Things like the

Riemann Hypothesis make me wish I understood more about

mathematics. This write up is aimed at explaining why the

hypothesis is important, not at explaining the

minutiae of how it works. That piece of the puzzle is

over my head.

In its simplest form, the Riemann Hypothesis states that all non-trivial zeros of the Riemann Zeta Function lie on the line 1/2 + *it* as *t* ranges over real numbers. The reason this is important is that you can use these zeros to predict where prime numbers will crop up. Nobody has proved the Riemann Hypothesis as of this writing, although number theorists would like it very much if someone would hurry up and do the damn job.
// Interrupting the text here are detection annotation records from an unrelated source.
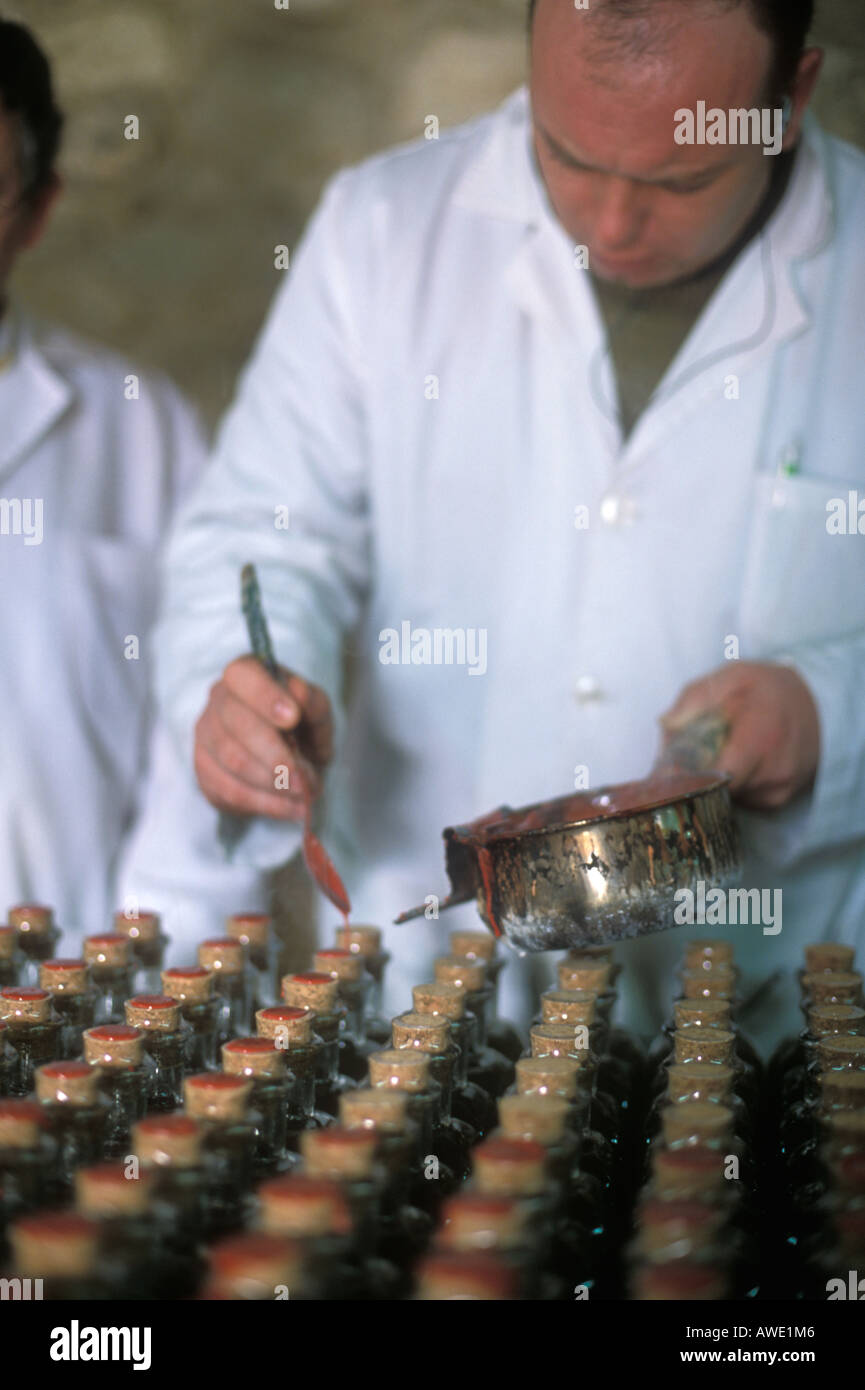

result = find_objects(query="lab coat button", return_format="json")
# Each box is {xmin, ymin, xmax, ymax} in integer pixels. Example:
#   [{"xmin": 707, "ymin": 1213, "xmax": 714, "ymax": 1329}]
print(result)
[{"xmin": 574, "ymin": 676, "xmax": 604, "ymax": 705}]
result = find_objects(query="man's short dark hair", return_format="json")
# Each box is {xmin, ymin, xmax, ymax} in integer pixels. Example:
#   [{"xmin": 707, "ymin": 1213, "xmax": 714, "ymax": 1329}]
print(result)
[
  {"xmin": 0, "ymin": 19, "xmax": 63, "ymax": 200},
  {"xmin": 528, "ymin": 0, "xmax": 815, "ymax": 97}
]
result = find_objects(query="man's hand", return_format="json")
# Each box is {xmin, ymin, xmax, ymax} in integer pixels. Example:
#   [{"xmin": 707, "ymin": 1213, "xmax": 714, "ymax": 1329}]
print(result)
[
  {"xmin": 195, "ymin": 656, "xmax": 334, "ymax": 820},
  {"xmin": 661, "ymin": 662, "xmax": 820, "ymax": 810}
]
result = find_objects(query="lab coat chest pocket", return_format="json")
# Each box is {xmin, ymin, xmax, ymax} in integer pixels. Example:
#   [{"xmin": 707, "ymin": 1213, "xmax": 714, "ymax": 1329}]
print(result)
[{"xmin": 740, "ymin": 474, "xmax": 865, "ymax": 656}]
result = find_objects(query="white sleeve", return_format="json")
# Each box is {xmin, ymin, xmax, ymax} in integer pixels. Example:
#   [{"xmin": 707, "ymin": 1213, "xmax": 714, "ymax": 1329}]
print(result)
[{"xmin": 156, "ymin": 174, "xmax": 367, "ymax": 867}]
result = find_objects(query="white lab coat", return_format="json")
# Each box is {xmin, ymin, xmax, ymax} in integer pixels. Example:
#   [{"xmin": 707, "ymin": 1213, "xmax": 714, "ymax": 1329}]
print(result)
[
  {"xmin": 0, "ymin": 306, "xmax": 261, "ymax": 955},
  {"xmin": 157, "ymin": 89, "xmax": 865, "ymax": 1041}
]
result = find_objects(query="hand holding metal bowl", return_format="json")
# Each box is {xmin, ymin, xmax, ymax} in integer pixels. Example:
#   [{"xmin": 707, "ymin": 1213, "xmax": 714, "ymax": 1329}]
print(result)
[{"xmin": 396, "ymin": 714, "xmax": 741, "ymax": 951}]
See, the thing is, lots of work in number theory starts: "If the Riemann Hypothesis is true . . ."

This is a big problem. Huge. Number theory lies at the heart of mathematics, and if the Riemann Hypothesis is bunk then an awful lot of number theory falls down goes boom. There's a big gap in maths, and it would be great if some nice fellow would come along and fix it.

They've managed to show that it works for everything through the 10^{20}th (100,000,000,000,000,000,000th) zero. But there are always more zeros, and there's nothing keeping zero number 100,000,000,000,000,000,001 from lousing up the pot. Really all we need is a nice proof that it works for all zeros. Ever.

So if anyone has any ideas, please go to. It would make me very happy.